Inline Graphviz 2013-09-24


This post by David King on inline Graphviz graphs inspired me to write my first Rack middleware in a long time. David's code uses PHP on the server-end coupled with javascript to parse out Graphviz data from script tags, and then render the graphs with the appropriate Graphviz tool and serve up the image. It's a great solution for "graphviz-as-a-service" if you want a really generic way of service up Graphviz graphs from "anywhere".

However for my own use, I don't tend to like doing stuff like this client side, and I don't want to run PHP when the rest of my blog is all Ruby. I also don't need a very generic solution.

My blog runs through a multi-stage pipeline that parses an augmented Markdown variation anyway, so I decided I wanted a solution that does it all server-side and simply caches the output.

So I figured I'd like something that let me pass in the graph that my filters extract, and get either a url to an inline graph back, or optionally inline SVG, combined with a Rack middleware to handle requests for the graph image (if not using the inline option) and render it and cache it in a file.
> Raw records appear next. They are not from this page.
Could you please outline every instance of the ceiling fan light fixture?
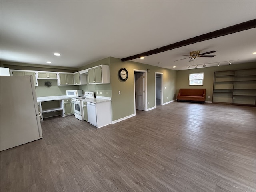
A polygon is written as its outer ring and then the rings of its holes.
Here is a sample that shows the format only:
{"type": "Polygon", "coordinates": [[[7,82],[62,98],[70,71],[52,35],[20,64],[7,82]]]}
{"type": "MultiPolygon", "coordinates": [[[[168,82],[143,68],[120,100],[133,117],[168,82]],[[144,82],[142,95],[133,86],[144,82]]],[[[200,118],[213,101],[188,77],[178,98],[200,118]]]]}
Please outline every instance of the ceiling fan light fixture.
{"type": "Polygon", "coordinates": [[[54,53],[53,54],[54,55],[56,56],[60,56],[60,54],[59,53],[54,53]]]}

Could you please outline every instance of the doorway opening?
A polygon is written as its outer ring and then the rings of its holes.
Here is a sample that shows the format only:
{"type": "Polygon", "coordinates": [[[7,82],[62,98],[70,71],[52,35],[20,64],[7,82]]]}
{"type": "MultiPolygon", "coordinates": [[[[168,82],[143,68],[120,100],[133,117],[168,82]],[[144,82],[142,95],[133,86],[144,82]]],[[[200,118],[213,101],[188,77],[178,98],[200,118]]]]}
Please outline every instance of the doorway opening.
{"type": "Polygon", "coordinates": [[[146,71],[134,70],[134,114],[136,110],[147,110],[146,71]]]}
{"type": "Polygon", "coordinates": [[[156,72],[156,106],[163,105],[163,75],[162,73],[156,72]]]}

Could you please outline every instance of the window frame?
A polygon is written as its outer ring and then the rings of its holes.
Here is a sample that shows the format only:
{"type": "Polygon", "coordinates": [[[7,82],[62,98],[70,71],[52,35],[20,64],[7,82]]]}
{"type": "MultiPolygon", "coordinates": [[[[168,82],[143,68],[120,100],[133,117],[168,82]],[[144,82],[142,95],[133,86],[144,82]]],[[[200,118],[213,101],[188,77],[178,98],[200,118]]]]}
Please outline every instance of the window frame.
{"type": "Polygon", "coordinates": [[[201,73],[190,73],[188,76],[188,85],[191,86],[202,86],[204,85],[204,72],[202,72],[201,73]],[[203,78],[202,79],[190,79],[190,76],[191,75],[194,75],[195,74],[202,74],[203,75],[203,78]],[[202,84],[192,84],[190,83],[190,81],[192,80],[202,80],[202,84]]]}

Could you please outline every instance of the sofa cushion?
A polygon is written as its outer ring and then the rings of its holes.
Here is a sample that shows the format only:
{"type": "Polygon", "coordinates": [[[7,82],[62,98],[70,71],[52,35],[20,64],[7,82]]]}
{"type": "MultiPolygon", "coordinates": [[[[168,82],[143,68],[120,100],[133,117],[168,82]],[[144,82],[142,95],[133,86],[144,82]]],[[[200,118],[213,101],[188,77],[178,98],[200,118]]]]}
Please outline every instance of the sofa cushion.
{"type": "Polygon", "coordinates": [[[180,89],[180,95],[202,96],[204,89],[180,89]]]}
First a couple of examples

The dot code:


        digraph G {
             graph [
               truecolor=true
               bgcolor="#FFFFFF00"
             ];
    
             edge [  color=blue; ];
             node [  style=filled; fillcolor=blue; ];
    
            this -> that -> more;
        };

And the inline graph:

And another example using a record:


    digraph structs {
    
        node [  style=filled; fillcolor=green; ];
        node [shape=record];
            struct1 [label="<f0> left|<f1> middle|<f2> right"];
            struct2 [label="<f0> one|<f1> two"];
            struct3 [label="hello&#92;nworld |{ b |{c|<here> d|e}| f}| g | h"];
            struct1:f1 -> struct2:f0;
            struct1:f2 -> struct3:here;
        }
                            

And the resulting graph:

Generating the HTML and Graphviz graphs

You can find the code below in this GIST rather than trying to cut and paste it together.

Lets dive straight in:


    require 'digest'
    
    module GViz
    
      CACHE_PATH  = "/tmp/gviz/"
      ENGINES = %w{dot neato twopi circo fdp sfdp}
    
      XSLTPROC = `which xsltproc`.chomp
      notugly = File.dirname(__FILE__)+"/notugly.xsl"
      NOTUGLY  = (File.exists?(notugly) && XSLTPROC != "") ? notugly : nil
      CONVERT = `which convert`

The CACHE_PATH is where we'll store the cached images. ENGINES is a list of the Graphviz tools to use for layout/rendering.

The rest of this chunk is used to detect the pre-requisites to process the Graphviz output using my XSL for prettying up Graphviz SVG output - it requires the notugly.xsl file from those articles, as well as xsltproc. If you also want to be able to convert the cleaned up SVG to PNG, it requires a convert equivalent to that from ImageMagick (if my XSL isn't used, the code will get Graphviz to render directly to PNG).


      class Graph
        def initialize(graph)
          @graph = graph
        end
        
        def slug
          # The MD5 hash is not for security, since I'm not accepting posted graphs,
          # nor keeping any private graphs. 
          @slug ||= Digest::MD5.hexdigest(@graph)
        end
    
        def write(fname)
          `mkdir -p #{CACHE_PATH}`
          File.open(fname,"w") do |f|
            f.write(@graph)
          end
        end
    
        def cache
          fname = "#{CACHE_PATH}#{slug}.dot"
          write(fname) if !File.exists?(fname)
          slug
        end
        
            
        def self.dot_file(slug)
          "#{CACHE_PATH}#{slug}.dot"
        end
      end

This small class just contains the code needed to cache the graph somewhere. The graph needs to be available in a file when rendering it, but if you want to store the extracted graph fragments somewhere else, like in a database, replacing this class is an easy way - only the cache and Graph.dot_file methods are called from elsewhere.


      class Cache
        def initialize hash,engine,format
          @hash   = hash
          @engine = engine
          @format = format
    
          raise "Unsupported layout" if !ENGINES.member?(@engine.to_s)
        end
    
        def layout(format, src, dest)
          system("#{@engine.to_s} -T#{format.to_s} #{src} -o #{dest}")
        end
    
        def xsl(src,dest)
          system("#{XSLTPROC} --nonet #{NOTUGLY} #{src} >#{dest}")
        end
    
        def convert(src,dest)
          system("convert #{src} #{dest}")
        end

The above methods layout, xsl and convert covers the conversion. Note: You want to make sure that if you expose this via a web server, that format is sanitized - in my Rack code, I limit this to the strings "png" and "svg". For that matter, this applies to src and dest too, but in my code those never comes from the client.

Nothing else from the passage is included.